Fast Parallel counting algorithm
To address the requirements outlined above, the simplest conclusion is to be able to reproduce any point in time. We will deal with the efficiency problem after proposing the basic concept.
Pure counting function
To look at the plain problem, we need to define a counting function, which allows to construct any point in time from the plain data, the user vote logs. To do so we have to build a vote tree in memory and count the transactions on the tree.
To reduce this building problem to its core operation, what we want to achieve for quick atomic update to nodes is incremental updates. If we used total counts then we would have to calculate differences when updating the nodes down to the root (end-candidate) by accessing previous counts. Also this basically means we would overwrite data (the sum) which brings all kinds of problems with tree access as well. This complection is resolved by striping the user action to the pure information of novelty it contains. Since this change only needs to reflect the resource that changed, it also contains a lot less data. With incremental transactions on the vote-tree we therefore allow incremental updates to all candidate nodes as well. Logically this simplification will also allow to parallelize the process further on.
Basic Model
After transaction 3:
A (1)(2)(3) sum resources: { +2 Votes, +60$ } / B (2)(3) sum resources: { +1 Votes, +20$ }
Transaction log:
(1)(2)(3)(4)(5)(6) (4) -> C shifts from <null> to A, resource-difference: { +1 Votes, +100$ } (5) -> B resource-difference: { +10$ } (6) -> C shifts from A to B: resource-difference: { +1 Votes, +100$ }
After transaction 6:
A (1)(2)(3)(4)(5)(6) sum resources: { +3 Votes, +170$ } / B (2)(3)(5)(6) sum resources: { + 2 Votes, +130$ } / C (4)(6) sum resources: { +1 Votes, +100$ }
Each voter A, B, C only needs to keep track of the transactions made on him/her. We might split this in different lists (differentiating between personal actions, delegations and removals). Each node only saves a reference to each transaction in its list(s).

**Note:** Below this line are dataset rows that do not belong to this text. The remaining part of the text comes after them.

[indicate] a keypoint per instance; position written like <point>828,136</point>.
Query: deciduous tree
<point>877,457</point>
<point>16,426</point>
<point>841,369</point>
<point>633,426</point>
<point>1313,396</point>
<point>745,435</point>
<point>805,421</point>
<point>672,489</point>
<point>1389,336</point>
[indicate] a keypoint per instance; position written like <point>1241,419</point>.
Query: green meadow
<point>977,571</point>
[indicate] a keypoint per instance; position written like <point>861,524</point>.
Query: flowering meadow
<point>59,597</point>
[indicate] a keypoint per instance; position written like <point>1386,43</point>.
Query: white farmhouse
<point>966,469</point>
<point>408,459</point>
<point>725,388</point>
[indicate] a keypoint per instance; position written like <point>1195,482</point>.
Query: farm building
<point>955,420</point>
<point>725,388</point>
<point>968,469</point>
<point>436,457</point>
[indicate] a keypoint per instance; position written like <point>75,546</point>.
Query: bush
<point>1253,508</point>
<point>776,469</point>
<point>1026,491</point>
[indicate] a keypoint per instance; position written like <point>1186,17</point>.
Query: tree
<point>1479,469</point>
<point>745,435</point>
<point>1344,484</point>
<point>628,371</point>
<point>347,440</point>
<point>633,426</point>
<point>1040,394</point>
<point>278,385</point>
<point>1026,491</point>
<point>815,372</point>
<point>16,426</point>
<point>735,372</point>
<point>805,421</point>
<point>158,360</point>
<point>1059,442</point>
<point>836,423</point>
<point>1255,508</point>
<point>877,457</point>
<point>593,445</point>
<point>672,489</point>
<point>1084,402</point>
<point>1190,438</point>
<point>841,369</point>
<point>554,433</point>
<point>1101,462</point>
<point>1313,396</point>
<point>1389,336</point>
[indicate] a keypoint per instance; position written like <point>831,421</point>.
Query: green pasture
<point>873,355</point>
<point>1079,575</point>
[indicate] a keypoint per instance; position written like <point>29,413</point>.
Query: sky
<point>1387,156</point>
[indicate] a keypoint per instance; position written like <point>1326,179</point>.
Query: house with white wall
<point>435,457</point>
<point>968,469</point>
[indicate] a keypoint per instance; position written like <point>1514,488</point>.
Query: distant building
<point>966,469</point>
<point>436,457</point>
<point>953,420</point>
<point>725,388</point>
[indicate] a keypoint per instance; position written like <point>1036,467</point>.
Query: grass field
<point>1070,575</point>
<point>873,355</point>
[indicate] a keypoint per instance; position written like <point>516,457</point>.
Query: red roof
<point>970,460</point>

To construct the vote count for any voter in the poll at any time we need to have an indexed (balanced tree) access to transaction log by transaction-time (time of creation in serial with ids (Note to myself: This is complecting two concepts and as a consequence doesn't allow to push earlier events from other servers later on, needs some thought as this changes the incremental nature of the process.). We then calculate the tree up to the transaction id and build the count for the voter we are interested in, e.g. B, by summing the list of his/her transactions.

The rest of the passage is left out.